I still remember my first meeting 8 years ago at the annual Nat Geo Seminar in Washington D.C. Sitting among all the legends of photography! I didn’t sleep at night … It was the turning point of my career because since then my images are selected by great photo editors and I’m regularly in touch with many NG photographers. This helps a lot to improve. One of Nat Geo’s mantras is: “We publish images, not excuses.” So it’s important to do your best, always.
I started out as an oil painter and used photography as a way of capturing scenes I wanted to paint once back. After a while, I realized my photography was strong enough to stand on its own and so I stopped painting and started exploring photography as my new medium of expression. Semblances of my past life as an oil painter can be seen in the way I edit my photos – very vivid with a lot of heavy contrasts.

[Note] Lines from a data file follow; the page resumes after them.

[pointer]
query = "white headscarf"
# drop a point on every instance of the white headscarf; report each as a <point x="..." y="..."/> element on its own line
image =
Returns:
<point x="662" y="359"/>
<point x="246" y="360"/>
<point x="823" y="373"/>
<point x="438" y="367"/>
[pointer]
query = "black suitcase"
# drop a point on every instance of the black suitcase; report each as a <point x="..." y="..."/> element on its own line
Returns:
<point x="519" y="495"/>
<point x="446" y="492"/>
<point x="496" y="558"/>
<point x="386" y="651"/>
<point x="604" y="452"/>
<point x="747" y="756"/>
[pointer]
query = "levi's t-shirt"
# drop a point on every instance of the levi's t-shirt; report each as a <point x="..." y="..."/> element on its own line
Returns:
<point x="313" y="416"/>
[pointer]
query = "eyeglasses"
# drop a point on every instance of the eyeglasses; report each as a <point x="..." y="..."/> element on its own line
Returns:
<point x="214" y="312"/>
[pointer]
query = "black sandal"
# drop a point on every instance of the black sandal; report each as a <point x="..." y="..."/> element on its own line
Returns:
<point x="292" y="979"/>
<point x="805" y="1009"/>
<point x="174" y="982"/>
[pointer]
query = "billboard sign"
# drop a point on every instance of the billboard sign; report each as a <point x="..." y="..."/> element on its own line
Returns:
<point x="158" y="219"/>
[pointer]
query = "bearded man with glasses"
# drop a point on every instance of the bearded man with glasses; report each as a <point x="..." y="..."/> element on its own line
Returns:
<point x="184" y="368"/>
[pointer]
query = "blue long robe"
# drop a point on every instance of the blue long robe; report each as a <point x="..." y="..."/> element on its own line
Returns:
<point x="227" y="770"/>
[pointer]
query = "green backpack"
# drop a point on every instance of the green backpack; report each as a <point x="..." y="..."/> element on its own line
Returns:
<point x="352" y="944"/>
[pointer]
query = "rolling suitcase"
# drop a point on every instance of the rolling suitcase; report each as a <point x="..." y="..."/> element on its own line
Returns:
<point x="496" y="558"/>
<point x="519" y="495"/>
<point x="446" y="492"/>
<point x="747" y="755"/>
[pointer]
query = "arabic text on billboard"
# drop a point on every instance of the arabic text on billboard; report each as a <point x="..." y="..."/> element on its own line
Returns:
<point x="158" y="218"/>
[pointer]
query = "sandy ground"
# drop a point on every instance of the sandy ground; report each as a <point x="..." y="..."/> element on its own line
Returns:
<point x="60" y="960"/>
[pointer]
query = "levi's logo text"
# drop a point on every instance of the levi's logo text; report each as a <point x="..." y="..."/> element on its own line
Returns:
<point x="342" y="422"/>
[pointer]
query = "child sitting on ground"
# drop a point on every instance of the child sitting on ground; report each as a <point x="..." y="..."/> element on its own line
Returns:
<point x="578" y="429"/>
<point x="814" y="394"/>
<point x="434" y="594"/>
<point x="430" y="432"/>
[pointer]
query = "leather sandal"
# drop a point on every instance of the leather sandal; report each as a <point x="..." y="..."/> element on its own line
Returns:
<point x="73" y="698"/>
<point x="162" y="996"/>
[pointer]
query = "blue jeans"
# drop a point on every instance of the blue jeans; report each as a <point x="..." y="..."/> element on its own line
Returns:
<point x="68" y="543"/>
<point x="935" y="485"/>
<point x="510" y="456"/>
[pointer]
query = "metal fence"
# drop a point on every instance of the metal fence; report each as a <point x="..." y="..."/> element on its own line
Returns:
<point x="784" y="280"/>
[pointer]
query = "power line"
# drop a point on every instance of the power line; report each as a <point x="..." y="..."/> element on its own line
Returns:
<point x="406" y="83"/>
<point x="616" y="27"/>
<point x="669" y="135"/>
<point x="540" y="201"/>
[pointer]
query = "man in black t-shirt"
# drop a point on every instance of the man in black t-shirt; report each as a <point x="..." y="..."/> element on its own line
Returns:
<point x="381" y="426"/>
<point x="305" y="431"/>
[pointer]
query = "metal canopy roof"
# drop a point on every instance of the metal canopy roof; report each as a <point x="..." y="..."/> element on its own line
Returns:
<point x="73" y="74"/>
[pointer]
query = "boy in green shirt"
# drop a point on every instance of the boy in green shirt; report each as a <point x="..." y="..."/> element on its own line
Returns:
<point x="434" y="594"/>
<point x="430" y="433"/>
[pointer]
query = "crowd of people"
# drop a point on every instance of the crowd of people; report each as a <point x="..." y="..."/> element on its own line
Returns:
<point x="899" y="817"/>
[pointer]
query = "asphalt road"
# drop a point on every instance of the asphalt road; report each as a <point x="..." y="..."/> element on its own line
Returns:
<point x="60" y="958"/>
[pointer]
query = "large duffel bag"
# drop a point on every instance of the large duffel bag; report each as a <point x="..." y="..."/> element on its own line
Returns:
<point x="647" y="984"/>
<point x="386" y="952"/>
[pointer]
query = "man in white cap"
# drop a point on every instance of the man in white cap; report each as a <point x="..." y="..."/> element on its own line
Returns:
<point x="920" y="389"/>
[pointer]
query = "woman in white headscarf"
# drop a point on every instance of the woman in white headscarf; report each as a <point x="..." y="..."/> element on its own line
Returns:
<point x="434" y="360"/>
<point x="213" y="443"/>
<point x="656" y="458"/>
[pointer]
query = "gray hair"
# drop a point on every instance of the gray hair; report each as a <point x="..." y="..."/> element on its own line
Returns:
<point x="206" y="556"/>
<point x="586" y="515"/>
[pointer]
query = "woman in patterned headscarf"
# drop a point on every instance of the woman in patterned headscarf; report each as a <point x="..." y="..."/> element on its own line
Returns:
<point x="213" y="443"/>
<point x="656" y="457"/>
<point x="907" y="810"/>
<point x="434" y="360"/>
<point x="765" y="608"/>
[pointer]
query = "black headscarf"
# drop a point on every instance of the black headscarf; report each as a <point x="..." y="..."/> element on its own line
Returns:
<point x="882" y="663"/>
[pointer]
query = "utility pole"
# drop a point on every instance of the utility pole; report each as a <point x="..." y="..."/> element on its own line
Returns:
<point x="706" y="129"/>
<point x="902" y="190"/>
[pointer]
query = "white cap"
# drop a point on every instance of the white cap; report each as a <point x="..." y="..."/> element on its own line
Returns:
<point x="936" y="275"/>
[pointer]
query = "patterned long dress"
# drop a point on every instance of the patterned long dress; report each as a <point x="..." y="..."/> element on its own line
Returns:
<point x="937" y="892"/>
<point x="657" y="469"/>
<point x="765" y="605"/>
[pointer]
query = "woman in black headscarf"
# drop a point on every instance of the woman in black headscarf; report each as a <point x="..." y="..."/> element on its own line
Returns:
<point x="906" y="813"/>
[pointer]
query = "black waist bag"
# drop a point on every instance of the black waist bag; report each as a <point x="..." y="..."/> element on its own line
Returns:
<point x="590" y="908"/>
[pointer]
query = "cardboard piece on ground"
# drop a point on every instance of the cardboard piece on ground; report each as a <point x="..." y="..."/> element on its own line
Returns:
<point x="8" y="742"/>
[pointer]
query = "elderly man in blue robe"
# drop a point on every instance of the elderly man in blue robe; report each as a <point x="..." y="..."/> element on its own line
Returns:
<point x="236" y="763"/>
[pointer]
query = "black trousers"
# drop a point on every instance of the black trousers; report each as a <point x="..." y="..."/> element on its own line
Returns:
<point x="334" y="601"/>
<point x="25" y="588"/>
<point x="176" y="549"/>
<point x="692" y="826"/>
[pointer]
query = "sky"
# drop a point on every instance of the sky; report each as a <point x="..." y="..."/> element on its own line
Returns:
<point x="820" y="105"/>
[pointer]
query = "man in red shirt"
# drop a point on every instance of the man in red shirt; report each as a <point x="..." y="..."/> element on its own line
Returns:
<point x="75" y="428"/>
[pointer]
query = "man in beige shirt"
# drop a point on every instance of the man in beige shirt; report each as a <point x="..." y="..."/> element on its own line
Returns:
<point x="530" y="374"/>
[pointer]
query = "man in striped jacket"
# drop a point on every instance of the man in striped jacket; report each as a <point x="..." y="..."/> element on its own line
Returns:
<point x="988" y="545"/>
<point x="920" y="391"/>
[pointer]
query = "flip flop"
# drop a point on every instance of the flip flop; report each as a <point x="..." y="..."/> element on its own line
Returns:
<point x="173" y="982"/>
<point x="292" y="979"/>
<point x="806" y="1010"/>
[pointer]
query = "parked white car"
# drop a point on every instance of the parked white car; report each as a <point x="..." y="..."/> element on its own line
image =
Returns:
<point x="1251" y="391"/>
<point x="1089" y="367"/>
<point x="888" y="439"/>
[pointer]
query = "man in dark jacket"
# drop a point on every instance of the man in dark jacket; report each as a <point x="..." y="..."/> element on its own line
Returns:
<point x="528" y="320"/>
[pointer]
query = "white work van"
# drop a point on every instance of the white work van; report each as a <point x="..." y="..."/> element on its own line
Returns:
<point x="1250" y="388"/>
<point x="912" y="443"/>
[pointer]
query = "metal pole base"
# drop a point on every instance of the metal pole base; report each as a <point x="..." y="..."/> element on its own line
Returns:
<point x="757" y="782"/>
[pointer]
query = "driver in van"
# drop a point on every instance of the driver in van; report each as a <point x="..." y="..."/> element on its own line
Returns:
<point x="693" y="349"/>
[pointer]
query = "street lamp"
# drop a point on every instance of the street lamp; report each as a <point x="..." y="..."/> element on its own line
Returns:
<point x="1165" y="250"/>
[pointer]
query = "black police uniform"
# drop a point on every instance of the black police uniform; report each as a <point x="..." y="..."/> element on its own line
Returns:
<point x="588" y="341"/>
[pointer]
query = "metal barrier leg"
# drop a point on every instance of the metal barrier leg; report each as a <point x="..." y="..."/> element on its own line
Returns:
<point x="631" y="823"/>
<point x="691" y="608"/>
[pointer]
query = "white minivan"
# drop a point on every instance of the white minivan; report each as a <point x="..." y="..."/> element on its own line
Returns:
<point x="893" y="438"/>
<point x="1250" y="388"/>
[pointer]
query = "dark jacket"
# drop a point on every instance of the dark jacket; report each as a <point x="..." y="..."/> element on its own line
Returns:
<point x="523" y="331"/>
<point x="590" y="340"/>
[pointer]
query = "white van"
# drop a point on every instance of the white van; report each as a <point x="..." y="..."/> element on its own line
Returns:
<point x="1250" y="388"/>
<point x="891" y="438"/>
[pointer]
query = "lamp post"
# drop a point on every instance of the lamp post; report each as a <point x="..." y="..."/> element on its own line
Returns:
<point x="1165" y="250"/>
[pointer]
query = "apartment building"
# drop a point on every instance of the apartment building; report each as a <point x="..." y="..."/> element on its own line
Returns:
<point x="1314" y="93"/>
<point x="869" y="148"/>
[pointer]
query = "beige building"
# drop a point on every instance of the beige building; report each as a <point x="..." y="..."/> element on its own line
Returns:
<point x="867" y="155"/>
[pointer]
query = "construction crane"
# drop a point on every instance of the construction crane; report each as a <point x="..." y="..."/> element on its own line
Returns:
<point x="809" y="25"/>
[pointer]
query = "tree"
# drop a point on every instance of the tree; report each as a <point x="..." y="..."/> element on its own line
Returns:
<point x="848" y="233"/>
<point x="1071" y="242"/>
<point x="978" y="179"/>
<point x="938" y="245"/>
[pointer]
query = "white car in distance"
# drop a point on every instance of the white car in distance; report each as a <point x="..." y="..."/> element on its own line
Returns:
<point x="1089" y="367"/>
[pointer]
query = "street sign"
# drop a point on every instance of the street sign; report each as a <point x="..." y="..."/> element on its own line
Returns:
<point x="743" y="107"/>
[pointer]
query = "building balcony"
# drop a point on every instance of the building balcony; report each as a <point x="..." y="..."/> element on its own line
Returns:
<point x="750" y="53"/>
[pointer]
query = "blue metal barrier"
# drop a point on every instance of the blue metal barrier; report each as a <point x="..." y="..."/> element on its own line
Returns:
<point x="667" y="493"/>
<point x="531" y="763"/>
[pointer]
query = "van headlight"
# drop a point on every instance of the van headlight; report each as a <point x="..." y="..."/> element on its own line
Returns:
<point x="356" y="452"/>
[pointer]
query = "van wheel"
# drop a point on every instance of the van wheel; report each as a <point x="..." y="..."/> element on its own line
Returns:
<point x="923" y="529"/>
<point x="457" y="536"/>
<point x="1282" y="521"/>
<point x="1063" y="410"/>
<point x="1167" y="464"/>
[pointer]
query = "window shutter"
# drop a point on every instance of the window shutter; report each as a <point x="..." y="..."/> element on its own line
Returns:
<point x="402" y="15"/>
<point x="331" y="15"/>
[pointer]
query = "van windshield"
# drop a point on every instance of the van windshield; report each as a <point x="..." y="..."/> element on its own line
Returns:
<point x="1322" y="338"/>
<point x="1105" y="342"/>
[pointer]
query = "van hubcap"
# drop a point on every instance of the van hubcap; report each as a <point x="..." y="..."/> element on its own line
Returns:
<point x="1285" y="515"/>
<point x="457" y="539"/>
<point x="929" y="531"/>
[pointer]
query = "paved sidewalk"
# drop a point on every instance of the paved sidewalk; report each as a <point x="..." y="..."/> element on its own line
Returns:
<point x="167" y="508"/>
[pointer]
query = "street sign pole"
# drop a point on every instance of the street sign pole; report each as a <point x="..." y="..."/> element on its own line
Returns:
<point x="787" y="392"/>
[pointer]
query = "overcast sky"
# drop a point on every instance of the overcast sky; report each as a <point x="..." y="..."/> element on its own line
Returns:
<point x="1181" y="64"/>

I was backpacking in Australia and SCUBA diving a lot, shooting with a disposable camera and having a lot of fun. One day I opened a magazine that featured Doug Perrine’s amazing Wildlife Photographer of the Year winning image of sharks feeding in South Africa. I knew I could never make a picture like that unless I invested in the proper gear and spent a lot of time in the ocean. So, I made that my goal and have been slowly grinding away towards it ever since. I love the whole process.
I love researching ocean conservation issues, thinking about what images might help to tell that story, being in the water and trying to execute on my vision, reviewing and processing the images afterwards and finally, showing them to the world. Each step along the way is exciting and the people I’ve met and experiences I’ve had along the way make me feel like I’ve already lived 10 full lives.